Letter of Credit

The FCC has released a Notice of Proposed Rulemaking (NPRM) that addresses issues related to the letters of credit that providers must carry in order to gain Universal Service Fund (USF) support in deployment of broadband services to high-cost rural areas.

Currently, the letters of credit, which are required of “certain broadband providers,” come from a qualifying bank and carry a certain value, the FCC said.

At issue is that during the past two years, a “significant number” of banks have fallen below the FCC’s standards. This creates the possibility that providers whose letters of credit no longer pass muster would be required to obtain new letters from banks that do qualify. This could impact deployment.

The NPRM seeks comment on changing bank rating standards and allowing the providers covered to reduce the value of their letters of credit sooner.
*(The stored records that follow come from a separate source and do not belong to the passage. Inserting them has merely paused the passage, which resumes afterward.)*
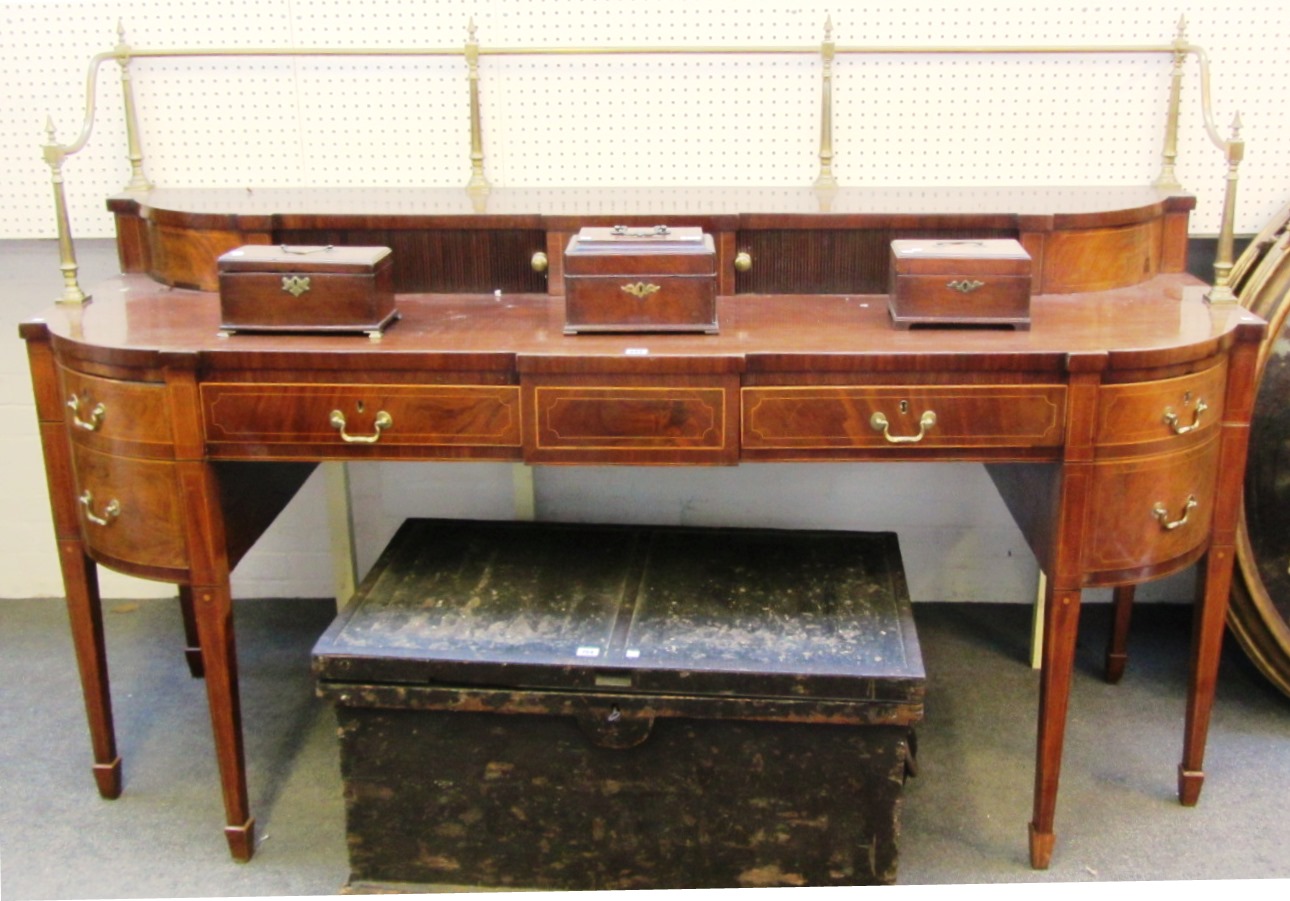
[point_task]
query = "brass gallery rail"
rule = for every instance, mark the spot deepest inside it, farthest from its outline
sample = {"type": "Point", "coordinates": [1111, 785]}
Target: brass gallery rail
{"type": "Point", "coordinates": [827, 50]}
Doing so potentially would free more capital for deployment.

The FCC NPRM looks at the burdens of such scenarios and seeks input on how to define the new standards for the banks that issue the letters. It also seeks comment on reducing the letter of credit value for RDOF support for recipients that have demonstrated sufficient broadband deployment using program funds.
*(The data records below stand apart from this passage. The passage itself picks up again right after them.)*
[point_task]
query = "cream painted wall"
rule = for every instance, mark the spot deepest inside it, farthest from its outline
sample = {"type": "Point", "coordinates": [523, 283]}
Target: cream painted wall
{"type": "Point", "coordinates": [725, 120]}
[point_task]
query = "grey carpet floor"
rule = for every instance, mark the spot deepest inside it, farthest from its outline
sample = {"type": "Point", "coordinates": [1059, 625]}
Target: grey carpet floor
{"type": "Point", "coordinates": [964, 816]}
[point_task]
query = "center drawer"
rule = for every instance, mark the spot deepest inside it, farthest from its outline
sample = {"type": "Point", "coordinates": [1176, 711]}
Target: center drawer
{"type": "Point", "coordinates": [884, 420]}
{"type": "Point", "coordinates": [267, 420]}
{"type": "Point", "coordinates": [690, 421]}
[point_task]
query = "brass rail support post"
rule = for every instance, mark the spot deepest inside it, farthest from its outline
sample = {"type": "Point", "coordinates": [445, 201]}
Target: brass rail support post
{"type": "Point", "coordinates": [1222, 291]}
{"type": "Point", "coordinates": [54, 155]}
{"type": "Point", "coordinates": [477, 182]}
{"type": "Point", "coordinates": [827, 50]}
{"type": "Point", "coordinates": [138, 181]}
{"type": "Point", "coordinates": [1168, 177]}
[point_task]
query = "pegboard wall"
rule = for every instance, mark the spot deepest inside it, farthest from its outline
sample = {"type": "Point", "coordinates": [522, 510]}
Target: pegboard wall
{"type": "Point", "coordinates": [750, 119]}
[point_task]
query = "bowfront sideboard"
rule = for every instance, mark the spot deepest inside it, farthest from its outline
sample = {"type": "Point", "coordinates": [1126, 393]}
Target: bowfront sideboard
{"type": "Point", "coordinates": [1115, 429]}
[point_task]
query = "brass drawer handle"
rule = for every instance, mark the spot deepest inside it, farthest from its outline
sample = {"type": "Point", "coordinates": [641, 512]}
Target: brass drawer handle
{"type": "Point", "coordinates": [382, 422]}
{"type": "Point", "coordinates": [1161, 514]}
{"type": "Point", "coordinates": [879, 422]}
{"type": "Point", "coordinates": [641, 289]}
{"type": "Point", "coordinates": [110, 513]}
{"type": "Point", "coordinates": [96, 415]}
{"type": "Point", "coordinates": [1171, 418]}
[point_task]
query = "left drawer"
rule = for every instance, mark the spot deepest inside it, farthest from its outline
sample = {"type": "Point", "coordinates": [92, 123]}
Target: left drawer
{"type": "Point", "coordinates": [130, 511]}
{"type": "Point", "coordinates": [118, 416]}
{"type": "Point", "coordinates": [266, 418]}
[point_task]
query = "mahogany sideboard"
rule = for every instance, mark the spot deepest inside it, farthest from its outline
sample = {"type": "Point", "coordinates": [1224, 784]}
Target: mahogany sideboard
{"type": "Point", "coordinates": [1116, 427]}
The second issue the FCC wants feedback on is allowing Connect America Fund Phase II providers that have met deployment and reporting obligations to reduce their letter of credit burden by following the RDOF letter of credit rules.

Letter of credit requirements have been an ongoing challenge for providers for several years.

Last October six of the largest regional providers sent a letter seeking alternatives to current letter of credit requirements for the BEAD program. The letter was sent by Brightspeed, Altafiber, Altice, Consolidated Communications, Windstream, and Ziply Fiber. Collectively, the companies cover 44% of the country. The recipients were Secretary of Commerce Gina Raimondo and Assistant Secretary of Commerce for Communications Alan Davidson.

The letter said that the current letter of credit requirements are overly burdensome and will reduce private investments that would expand broadband and hold them back from BEAD deployment goals.

The National Telecommunications and Information Administration (NTIA) took steps in the form of a “programmatic wavier” a few weeks later.

Previously, some providers who won funding in the Rural Broadband Experiments auction were unable to do so because they couldn’t meet letter of credit requirements.